No number game: Tree planting is not about numbers, but about ensuring survival of the saplings, says Shobha Menon

The aim of the organisation is to bring about an awareness of the role and utility of trees in our lives and the need to plant, propagate and care for trees for the benefit of all.

The soft-spoken Shobha says that numbers do not matter when it comes to planting trees. “How many is not important, what matters is the time you are willing to invest in the sapling to ensure its survival. Only proper care will guarantee its growth until it can literally stand on its own.

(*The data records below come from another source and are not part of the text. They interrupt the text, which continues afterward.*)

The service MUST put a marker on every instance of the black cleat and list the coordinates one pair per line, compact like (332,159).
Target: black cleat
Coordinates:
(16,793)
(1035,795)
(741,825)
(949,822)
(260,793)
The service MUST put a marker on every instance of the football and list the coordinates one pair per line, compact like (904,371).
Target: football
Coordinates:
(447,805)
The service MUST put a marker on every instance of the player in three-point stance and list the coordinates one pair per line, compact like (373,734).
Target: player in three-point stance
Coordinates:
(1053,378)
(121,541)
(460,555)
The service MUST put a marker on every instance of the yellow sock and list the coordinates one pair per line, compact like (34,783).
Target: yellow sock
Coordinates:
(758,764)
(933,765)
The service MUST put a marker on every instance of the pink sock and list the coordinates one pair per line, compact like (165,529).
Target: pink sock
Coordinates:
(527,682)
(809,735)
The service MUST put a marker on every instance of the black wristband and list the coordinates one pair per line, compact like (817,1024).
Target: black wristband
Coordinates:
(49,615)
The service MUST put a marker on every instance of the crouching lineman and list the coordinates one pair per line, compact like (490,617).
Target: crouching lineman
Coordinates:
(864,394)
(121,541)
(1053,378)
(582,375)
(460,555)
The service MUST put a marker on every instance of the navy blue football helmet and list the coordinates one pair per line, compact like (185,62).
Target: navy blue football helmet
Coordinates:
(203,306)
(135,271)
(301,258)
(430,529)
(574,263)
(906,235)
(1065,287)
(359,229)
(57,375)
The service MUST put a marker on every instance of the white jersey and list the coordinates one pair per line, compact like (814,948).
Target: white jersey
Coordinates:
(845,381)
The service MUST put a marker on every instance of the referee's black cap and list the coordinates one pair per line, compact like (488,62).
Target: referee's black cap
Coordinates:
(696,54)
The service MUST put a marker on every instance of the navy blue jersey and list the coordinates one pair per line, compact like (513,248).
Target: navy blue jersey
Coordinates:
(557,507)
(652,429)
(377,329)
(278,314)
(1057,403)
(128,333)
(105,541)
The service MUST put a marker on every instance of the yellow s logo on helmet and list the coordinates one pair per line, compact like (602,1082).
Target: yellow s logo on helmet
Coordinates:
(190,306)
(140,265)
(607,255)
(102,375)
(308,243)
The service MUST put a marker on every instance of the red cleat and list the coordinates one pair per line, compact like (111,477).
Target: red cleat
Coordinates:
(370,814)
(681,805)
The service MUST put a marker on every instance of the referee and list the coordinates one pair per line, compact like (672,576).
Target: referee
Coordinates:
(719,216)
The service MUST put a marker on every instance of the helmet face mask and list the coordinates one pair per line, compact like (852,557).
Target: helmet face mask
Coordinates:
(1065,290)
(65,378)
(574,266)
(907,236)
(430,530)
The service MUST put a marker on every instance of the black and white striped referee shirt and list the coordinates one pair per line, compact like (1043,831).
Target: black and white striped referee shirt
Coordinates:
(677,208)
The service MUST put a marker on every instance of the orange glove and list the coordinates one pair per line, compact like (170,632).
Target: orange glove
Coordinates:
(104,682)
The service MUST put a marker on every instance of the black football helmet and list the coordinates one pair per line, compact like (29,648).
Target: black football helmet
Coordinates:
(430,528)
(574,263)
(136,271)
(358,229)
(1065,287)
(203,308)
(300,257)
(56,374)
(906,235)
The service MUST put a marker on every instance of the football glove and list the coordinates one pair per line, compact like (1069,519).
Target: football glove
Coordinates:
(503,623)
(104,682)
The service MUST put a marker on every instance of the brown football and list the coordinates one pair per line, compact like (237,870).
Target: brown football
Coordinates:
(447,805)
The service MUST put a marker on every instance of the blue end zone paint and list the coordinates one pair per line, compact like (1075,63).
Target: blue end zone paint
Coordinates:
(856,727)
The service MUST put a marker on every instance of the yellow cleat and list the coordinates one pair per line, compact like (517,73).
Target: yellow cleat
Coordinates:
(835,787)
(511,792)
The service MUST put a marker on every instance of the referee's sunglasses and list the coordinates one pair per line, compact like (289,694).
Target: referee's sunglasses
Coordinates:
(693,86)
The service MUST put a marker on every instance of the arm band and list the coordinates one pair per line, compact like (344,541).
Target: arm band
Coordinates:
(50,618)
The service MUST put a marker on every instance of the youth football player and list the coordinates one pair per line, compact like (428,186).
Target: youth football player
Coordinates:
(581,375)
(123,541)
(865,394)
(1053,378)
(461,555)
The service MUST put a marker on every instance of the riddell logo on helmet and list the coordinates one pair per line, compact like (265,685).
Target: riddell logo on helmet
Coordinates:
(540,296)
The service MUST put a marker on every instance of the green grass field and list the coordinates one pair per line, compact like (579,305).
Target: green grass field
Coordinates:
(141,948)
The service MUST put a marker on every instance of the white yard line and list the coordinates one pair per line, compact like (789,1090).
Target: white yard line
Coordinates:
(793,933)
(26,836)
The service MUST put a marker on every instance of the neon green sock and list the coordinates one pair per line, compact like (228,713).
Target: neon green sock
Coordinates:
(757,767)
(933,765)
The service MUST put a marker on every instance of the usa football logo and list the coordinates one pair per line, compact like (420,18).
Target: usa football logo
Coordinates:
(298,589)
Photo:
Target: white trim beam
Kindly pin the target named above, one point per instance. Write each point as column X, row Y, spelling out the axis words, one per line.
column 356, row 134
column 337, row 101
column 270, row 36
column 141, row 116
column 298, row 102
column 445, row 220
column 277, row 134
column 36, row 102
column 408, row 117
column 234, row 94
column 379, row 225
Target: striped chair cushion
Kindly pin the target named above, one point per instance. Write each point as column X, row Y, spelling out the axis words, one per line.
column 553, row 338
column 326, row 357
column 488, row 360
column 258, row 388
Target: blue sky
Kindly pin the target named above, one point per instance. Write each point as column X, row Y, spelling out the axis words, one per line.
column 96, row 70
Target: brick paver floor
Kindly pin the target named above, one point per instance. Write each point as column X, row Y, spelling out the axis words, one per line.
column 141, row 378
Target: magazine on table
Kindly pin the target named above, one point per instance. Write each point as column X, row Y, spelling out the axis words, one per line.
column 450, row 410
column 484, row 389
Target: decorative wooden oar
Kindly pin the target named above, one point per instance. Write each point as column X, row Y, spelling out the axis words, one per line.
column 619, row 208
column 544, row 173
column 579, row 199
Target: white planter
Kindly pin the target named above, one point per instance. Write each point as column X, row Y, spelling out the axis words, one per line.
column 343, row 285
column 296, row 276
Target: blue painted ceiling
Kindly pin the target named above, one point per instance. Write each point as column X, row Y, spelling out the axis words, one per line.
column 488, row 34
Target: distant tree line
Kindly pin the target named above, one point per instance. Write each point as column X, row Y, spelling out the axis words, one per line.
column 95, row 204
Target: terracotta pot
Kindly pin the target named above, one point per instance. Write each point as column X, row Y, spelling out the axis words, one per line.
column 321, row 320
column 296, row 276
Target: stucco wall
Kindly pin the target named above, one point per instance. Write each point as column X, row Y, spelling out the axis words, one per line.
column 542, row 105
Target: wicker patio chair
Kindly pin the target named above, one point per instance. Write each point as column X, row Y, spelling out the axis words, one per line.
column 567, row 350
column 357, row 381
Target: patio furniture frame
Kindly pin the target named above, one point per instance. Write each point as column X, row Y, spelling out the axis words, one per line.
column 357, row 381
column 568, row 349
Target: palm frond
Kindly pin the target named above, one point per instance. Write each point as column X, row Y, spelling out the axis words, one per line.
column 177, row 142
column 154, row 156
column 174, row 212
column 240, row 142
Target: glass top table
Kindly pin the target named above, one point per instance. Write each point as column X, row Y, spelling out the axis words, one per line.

Getting involved in the process makes all the difference; it is a collaborative effort rather than a one-time act of planting a seedling and leaving it to come up by itself, which may or may not happen.”

Nizhal’s efforts to empower people to care for the trees is evident in the number of programmes put together by the members.

The ‘free the trees’ campaign addresses the issue of abuse of trees – such as the practice of using trees as convenient boards to nail advertisements. The anti-nailing campaigns initiated by Nizhal ropes in tree lovers from different walks of life like students, auto-drivers and vendors.

Nizhal’s tree walks see enthusiastic participation. This monthly event brings together students, professionals and the elderly for a walk around a specially chosen area.

The volunteers of Nizhal hold two types of tree walks, one to sensitise people about trees in neighbourhoods and another to look at the varieties thriving in protected areas like the Theosophical Society, the Women’s Christian College campus, and Egmore Museum.